The terms of the bailout programme have confirmed that the European Commission and the IMF support the Government’s budgetary strategy which will damage the poor, the sick, the vulnerable and the unemployed. It is not acceptable that the IMF claim it is protecting poor people when this is patently not the case.

It is totally unacceptable that the European Commission, the IMF and the Irish Government develop and implement a programme which will see Ireland’s weakest groups take the major part of the ‘hit’ for the reckless actions of greedy bankers, incompetent regulators and an inept government. It is important to note that they are doing this while failing to deal effectively with the underlying problem of the moral hazard where banks are allowed to act recklessly knowing they will always be rescued by the taxpayer.
It is clear that the European Commission, the IMF and the Irish Government, have decided that those who are rich and/or strong will not be asked to make sacrifices while those who are weak and poor will bear the brunt of the Government’s budget adjustments. This can be seen clearly in the proposals to:

  • Reduce welfare rates (which will hit the weakest and poorest as well as increasing poverty);
  • Bring the working poor into the tax net which will deepen their poverty (a quarter of all households at risk of poverty are headed by a person WITH a job);
  • Reduce the funding for programmes providing services to people who are ill, old, caring or have a disability (i.e. Ireland’s most vulnerable people).
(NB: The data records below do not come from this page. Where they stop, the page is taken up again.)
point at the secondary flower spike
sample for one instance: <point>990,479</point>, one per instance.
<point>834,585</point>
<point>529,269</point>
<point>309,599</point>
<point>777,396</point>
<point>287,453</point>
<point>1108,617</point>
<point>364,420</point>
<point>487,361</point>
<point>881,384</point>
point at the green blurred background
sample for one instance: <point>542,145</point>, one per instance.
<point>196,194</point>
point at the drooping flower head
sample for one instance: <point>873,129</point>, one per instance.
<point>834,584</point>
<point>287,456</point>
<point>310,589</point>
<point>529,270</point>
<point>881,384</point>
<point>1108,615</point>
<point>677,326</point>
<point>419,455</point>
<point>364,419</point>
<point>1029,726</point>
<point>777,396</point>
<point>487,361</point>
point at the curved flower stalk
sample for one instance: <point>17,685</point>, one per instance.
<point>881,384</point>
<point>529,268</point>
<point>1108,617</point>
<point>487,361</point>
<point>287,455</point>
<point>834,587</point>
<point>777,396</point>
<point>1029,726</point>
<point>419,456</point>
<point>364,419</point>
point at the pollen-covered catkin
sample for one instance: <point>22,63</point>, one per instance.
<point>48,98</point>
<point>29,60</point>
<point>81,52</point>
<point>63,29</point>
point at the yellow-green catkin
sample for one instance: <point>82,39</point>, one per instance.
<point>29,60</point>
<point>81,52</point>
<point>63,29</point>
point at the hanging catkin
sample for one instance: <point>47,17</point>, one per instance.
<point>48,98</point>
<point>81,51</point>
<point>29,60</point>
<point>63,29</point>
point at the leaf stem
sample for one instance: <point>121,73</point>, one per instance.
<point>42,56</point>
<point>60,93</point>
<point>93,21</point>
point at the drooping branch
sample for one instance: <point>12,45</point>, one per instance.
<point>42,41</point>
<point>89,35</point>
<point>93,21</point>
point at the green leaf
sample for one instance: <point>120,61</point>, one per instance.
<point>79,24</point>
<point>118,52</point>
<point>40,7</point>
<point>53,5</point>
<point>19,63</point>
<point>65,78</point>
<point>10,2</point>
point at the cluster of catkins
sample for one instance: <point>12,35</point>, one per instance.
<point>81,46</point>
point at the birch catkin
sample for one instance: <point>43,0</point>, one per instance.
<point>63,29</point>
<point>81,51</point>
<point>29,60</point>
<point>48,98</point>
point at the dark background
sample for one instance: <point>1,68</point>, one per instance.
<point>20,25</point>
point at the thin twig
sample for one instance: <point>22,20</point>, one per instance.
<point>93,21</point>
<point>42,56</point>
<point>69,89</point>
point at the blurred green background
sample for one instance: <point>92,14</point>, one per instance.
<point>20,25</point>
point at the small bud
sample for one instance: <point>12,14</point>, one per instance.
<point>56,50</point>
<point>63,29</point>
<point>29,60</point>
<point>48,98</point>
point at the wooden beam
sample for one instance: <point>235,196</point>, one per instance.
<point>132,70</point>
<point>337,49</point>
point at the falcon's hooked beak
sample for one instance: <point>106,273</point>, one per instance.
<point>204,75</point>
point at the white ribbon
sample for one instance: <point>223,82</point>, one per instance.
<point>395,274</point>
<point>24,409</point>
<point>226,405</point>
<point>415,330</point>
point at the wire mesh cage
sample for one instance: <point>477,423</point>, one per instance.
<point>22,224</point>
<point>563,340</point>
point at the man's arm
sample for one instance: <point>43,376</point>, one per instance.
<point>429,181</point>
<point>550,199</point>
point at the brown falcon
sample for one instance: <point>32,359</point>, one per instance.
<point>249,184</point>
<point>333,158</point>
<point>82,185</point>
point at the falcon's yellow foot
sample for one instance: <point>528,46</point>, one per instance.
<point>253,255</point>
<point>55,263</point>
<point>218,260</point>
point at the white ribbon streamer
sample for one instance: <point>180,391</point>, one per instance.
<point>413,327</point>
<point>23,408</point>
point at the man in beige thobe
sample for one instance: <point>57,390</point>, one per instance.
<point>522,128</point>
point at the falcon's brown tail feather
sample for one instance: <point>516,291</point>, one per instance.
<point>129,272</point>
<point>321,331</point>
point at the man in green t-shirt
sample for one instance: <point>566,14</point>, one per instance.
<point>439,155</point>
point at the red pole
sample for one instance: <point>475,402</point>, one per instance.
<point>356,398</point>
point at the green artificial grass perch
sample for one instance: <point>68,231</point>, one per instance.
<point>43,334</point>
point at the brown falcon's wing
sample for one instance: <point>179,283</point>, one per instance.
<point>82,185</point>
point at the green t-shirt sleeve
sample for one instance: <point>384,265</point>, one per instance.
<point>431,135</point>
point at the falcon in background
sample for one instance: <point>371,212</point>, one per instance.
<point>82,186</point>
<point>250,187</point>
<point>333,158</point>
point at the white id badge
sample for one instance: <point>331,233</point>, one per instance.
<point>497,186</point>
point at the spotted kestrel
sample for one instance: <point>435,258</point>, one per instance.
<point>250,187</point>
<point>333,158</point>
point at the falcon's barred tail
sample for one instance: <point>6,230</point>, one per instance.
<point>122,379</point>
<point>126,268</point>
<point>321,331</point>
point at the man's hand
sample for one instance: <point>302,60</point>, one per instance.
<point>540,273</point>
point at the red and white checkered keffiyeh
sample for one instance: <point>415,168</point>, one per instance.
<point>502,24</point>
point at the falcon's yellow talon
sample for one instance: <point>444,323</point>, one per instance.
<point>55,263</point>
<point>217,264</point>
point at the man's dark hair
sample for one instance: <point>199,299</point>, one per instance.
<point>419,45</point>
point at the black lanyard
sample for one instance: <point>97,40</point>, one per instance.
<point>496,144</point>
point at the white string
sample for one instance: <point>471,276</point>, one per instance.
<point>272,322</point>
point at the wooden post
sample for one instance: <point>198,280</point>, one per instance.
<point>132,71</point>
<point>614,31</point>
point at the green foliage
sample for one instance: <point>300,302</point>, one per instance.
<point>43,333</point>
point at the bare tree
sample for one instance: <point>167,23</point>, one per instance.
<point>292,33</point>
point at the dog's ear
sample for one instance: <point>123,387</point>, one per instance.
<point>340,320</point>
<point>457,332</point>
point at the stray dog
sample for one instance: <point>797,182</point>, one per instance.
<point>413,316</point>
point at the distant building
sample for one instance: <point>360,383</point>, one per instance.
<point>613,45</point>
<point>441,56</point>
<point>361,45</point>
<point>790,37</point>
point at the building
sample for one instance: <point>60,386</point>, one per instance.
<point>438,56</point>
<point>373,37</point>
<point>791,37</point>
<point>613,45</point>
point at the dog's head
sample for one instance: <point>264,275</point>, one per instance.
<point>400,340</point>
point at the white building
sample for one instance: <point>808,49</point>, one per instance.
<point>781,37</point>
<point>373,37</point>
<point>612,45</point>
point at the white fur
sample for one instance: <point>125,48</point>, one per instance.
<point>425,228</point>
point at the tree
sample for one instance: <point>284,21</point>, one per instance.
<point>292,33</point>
Social Justice Ireland fully acknowledges the gravity of the present situation which has been caused by a variety of groups including bankers, regulators and government itself. Very difficult decisions must be made and made quickly if the present decline is to be reversed. It is in the interest of all Irish people that the correct decisions be made now.   However, those decisions must be fair and just. The bailout agreement is n neither fair nor just.